Some of the most common mistakes which people make while using Pandas are:
Performing a single task on Dataframe at a time makes the code efficient and easy to understand. This is not true, as the performance of code depends on two things: the algorithm's efficiency and the CPU's memory consumption. The algorithm's efficiency remains the same even if multiple operations are performed in a single step instead of creating multiple Dataframes. So the deciding factor becomes memory utilization. Please see the code below.
import pandas as pd
df1 = pd.read_csv('song_stats.csv')
df2 = df1.dropna()
df3 = df2.groupby('Singer names')
Now, in the end, we only used the Dataframe df3, but df1 and df2 are also stored, which leads to a wastage of CPU memory and hence affects the performance of the code. To resolve this, we can do both steps in a single step, as shown below:
df = pd.read_csv('song_stats.csv').dropna().groupby('Singer names')

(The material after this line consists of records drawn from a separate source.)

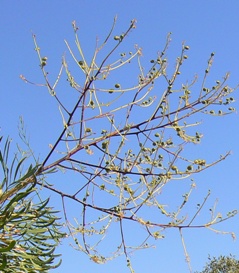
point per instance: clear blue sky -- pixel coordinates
(205, 25)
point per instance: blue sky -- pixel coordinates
(207, 26)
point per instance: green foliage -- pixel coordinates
(28, 230)
(222, 264)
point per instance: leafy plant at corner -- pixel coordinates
(28, 229)
(222, 264)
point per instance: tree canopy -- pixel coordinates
(126, 128)
(222, 264)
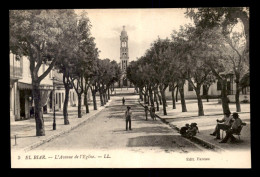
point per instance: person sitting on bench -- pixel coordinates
(223, 126)
(235, 128)
(193, 130)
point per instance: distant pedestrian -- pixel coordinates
(146, 111)
(152, 112)
(123, 101)
(193, 130)
(235, 128)
(183, 130)
(128, 114)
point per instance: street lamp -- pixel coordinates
(54, 118)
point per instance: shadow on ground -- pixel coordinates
(174, 142)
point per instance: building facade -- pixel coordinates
(21, 98)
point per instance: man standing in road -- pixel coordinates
(146, 111)
(123, 101)
(128, 115)
(152, 112)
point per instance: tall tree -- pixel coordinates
(39, 34)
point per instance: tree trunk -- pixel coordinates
(173, 99)
(108, 94)
(79, 106)
(224, 97)
(65, 106)
(104, 97)
(177, 94)
(86, 101)
(200, 104)
(151, 97)
(207, 93)
(156, 101)
(94, 99)
(237, 97)
(101, 99)
(141, 94)
(40, 131)
(183, 103)
(160, 98)
(164, 102)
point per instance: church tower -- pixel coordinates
(124, 57)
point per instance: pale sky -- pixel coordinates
(143, 26)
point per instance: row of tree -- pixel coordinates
(62, 40)
(212, 49)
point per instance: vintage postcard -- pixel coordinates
(130, 88)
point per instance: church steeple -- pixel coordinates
(124, 50)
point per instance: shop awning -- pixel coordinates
(24, 86)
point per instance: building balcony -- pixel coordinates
(15, 72)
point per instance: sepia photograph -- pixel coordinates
(130, 88)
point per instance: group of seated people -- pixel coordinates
(230, 124)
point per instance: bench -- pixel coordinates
(238, 132)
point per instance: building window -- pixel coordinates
(219, 85)
(190, 88)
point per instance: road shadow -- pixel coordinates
(173, 142)
(147, 130)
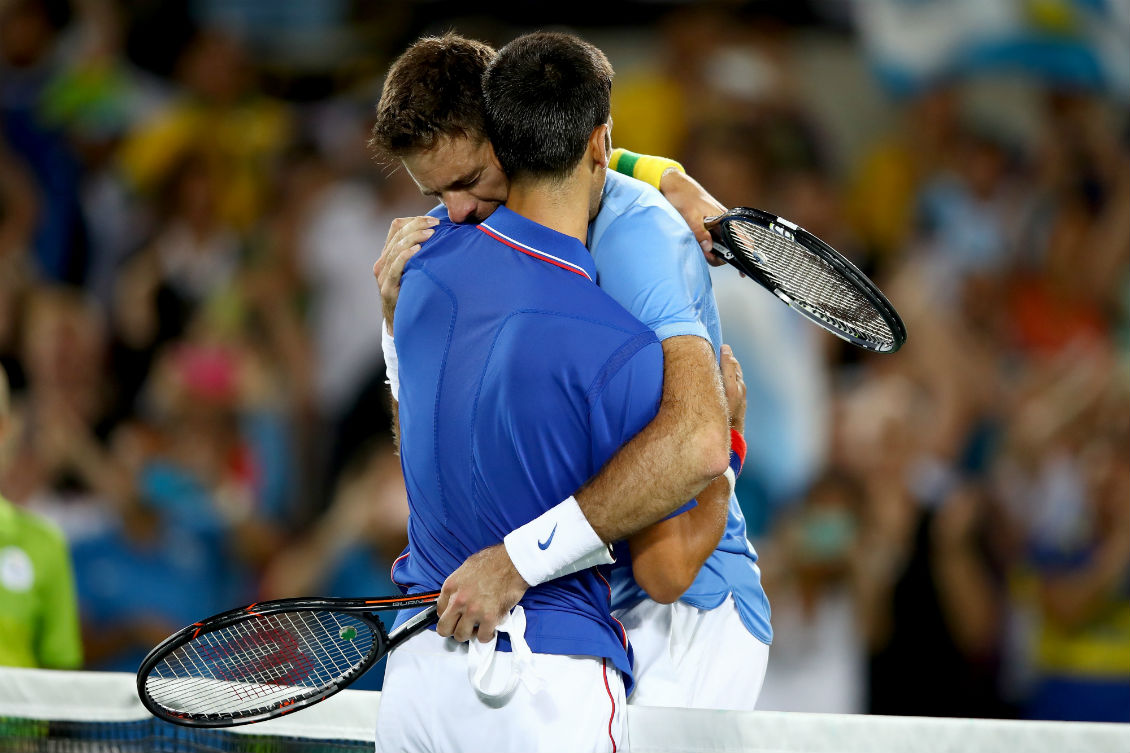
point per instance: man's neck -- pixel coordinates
(559, 205)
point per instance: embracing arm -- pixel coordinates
(681, 191)
(667, 556)
(684, 448)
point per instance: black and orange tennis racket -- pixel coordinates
(810, 276)
(271, 658)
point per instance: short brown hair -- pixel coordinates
(433, 89)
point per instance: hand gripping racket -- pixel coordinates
(809, 275)
(270, 658)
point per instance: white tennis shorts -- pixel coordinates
(428, 703)
(694, 658)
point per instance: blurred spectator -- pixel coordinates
(31, 57)
(814, 568)
(339, 210)
(224, 118)
(886, 179)
(1067, 478)
(38, 616)
(67, 406)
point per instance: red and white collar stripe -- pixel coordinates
(557, 261)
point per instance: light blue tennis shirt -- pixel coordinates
(650, 262)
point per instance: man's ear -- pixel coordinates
(492, 156)
(600, 145)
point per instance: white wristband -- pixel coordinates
(556, 543)
(388, 345)
(730, 477)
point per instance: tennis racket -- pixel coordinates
(809, 275)
(270, 658)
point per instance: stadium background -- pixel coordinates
(188, 319)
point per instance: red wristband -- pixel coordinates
(737, 451)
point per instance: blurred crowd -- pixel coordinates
(190, 330)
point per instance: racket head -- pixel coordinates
(266, 660)
(809, 276)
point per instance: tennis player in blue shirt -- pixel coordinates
(520, 378)
(714, 640)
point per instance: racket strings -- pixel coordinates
(263, 661)
(811, 282)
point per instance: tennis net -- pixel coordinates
(100, 712)
(87, 711)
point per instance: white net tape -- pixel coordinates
(350, 715)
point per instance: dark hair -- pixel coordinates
(432, 91)
(545, 94)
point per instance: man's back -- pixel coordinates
(519, 380)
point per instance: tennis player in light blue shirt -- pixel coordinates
(650, 262)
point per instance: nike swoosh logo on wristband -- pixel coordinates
(545, 545)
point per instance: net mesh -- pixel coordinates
(153, 736)
(94, 712)
(259, 663)
(814, 285)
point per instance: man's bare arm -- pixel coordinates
(667, 556)
(683, 449)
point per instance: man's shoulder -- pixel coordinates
(632, 213)
(626, 197)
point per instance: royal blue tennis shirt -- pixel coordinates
(519, 379)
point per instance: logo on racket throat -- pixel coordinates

We have learned all about Pandas. Let us see the most commonly asked question in interviews about Pandas.
Pandas is a valuable tool for Python developers, allowing for efficient data visualization, exploration, and cleaning. In today's data-driven world, it has become necessary for developers in various fields, from model building to data engineering. In this article, we covered the basics of Pandas, including handling missing values, performing basic operations, and joining DataFrames. We hope you found the information helpful.